In 2008, terrorists launched a series of coordinated attacks in Mumbai, India, killing over 160 people all across the city, including more than 30 people at the Taj Mahal Palace Hotel. The new film, Hotel Mumbai, dramatizes the terrorist attack, giving particular focus to the events that took place at the Taj, and the gripping story of the victims and survivors of the event.
Directed by Anthony Maras, Hotel Mumbai is a graphically violent tale of the horrors that humans can inflict on each other, but also highlights the humanity and compassion that brings people of disparate backgrounds to join together in a frightening fight for survival.
Related: Hotel Mumbai Trailer
At a recent press day for the film, Screen Rant spoke to Nazanin Boniadi and Anupam Kher, two of the film's stars. Boniadi plays a composite character of several people who were present at the event, while Kher plays chef Hemant Oberoi, the real-life head chef at the hotel and one of the survivors of the attacks. The two actors shared their thoughts on the film, including the responsibility of telling this story as a dramatic thriller.
Nazanin, Adupam, it is a pleasure to get to talk to you about this movie, Hotel Mumbai; it's as harrowing as it is inspiring. You play characters, yours is directly based on a real person, and, from what I understand, yours is a composite of several people.
Nazanin Boniadi: Yes.
Did you get to meet with any of the people who inspired your characters?

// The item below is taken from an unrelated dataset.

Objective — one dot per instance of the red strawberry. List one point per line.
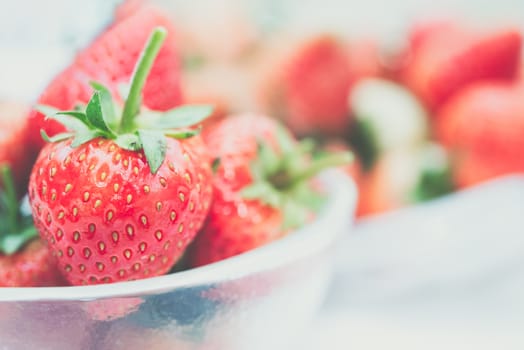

Anupam Kher: I was in Mumbai when this whole thing happened and unfolded. It was horrifying. It was like watching a reality show but the bodies were real, the blood was real, and people dying were real, and people killing were also real. When this role was offered to me, I thought for a time that maybe I should meet Doctor Oberoi, and then I thought it was insensitive of me to meet him and ask him to open his wounds all over again. But trauma was there, and I had felt it. The only thing was that I needed Anthony to tell me what were the details of this thing. I had met friends who were relatives who died. My friend, who was general manager in the hotel, he had lost his wife and two children. When we went through this whole exercise of working on the film, we had to relive the whole thing. That was the interpretation Anthony gave to the film.
Could you talk a little about the responsibility of playing a part in this movie and telling this true story, on this visceral, personal, ground level?
Nazanin Boniadi: Yeah. We're dealing with human lives. This is something that actually happened, and we have to show respect and pay respect to the lives lost, the survivors, the community. My character is based on two women who actually existed through the events, and I feel like, even though I didn't get to speak to anyone directly about the research, there was a wealth of research that I had done, that Anthony had provided us, the Surviving Mumbai documentary, news footage, et cetera. I think it was important for all of us that we got it right. It's not about, necessarily, not fictionalizing certain aspects of the story to be able to make a more respectful film, to be honest, and not to cross boundaries into people's privacy. It's also about bringing this story together in a way that it would impact people and send the message that we hope it does send.
Anupam Kher: It's about discovering the hero in ordinary people. Heroes are not necessarily supposed to look like that, and you discover that you have the courage to save people in sad situations. It reaffirms your faith in goodness and compassion of people, which, unfortunately, you discover in a situation like this. People from all walks of life came and worked in this hotel. They did not know that this is going to happen, and then they discover that this is what they need to do. They also did not know the ending of their stories. They just... The whole philosophy of the Taj Hotel, that "Guest is God," actually got displayed; otherwise, it's just a logo on the wall!